How disloyalty has changed

However, disloyalty plays out differently in modern politics. Campbell points out that with politics developing in real time online and through 24-hour news, there is a far greater journalistic focus on disloyalty. “Previously it would’ve been in the Sunday papers, now you get it 24 hours a day, seven days a week,” he says.

Dr Haddon believes pronouncements of disloyalty are more “overt” than they were because of the way we communicate on social media. Platforms like Twitter discourage the “coded messages” of past disloyal cabinet secretaries, and show infighting more starkly.

“There is this immediacy of reaction,” she says. “And that it’s constrained to 140 characters leads people to ever more brief, succinct declarations of their position. We are also living through a period in which, dare I say, hyperbole and strength of position are only exaggerated by that medium. There’s something in that which is very different.”
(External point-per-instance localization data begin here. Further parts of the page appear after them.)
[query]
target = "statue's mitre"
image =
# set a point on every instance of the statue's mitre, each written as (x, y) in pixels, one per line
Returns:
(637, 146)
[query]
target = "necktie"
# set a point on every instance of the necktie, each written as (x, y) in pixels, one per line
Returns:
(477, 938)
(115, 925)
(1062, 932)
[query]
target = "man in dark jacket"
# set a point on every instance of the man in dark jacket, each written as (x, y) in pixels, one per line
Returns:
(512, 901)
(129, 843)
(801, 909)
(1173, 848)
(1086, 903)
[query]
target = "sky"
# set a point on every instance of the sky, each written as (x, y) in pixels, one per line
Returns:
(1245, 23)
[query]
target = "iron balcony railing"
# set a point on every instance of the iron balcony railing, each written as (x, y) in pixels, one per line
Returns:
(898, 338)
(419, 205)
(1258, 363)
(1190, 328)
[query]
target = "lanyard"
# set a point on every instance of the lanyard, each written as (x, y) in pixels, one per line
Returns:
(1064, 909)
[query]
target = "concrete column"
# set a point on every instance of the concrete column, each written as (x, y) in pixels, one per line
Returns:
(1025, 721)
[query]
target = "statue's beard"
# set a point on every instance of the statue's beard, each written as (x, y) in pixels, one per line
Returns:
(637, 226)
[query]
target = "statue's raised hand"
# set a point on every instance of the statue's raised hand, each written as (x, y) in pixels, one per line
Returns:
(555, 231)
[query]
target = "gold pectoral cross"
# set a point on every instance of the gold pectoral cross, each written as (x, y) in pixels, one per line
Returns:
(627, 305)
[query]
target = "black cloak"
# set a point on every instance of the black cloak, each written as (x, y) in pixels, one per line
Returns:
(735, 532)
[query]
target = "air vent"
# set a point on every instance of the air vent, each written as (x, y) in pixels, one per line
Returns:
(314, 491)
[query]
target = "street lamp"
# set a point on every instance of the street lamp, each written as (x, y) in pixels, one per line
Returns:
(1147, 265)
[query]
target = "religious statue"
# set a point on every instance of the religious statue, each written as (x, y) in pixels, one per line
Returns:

And even though British political history is littered with attempted coups, betrayals and outspoken ministers – particularly over Europe – there is a sense that the rulebook has been thrown out recently, perhaps as Brexit has defied the status quo.

Collective responsibility and the idea of the prime minister as primus inter pares are conventions, and conventions can be moulded or dropped completely.

“The constitution is open for discussion now to an extent that I can’t remember,” says Campbell. “You’ve got arguments about independence, constitutional arguments which arise out of Brexit, if we leave. In those circumstances, it’s perhaps not surprising that the constitutional convention about cabinet responsibility comes under strain as well.

“If you’ve got a constitution that depends upon the observance of convention, then of course it’s much easier to depart from these if you choose,” he adds. “And in the present, febrile atmosphere of constitutional change, maybe it’s hardly surprising that what is thought to be a centrepiece is simply being disregarded.”

Anoosh Chakelian is senior writer at the New Statesman.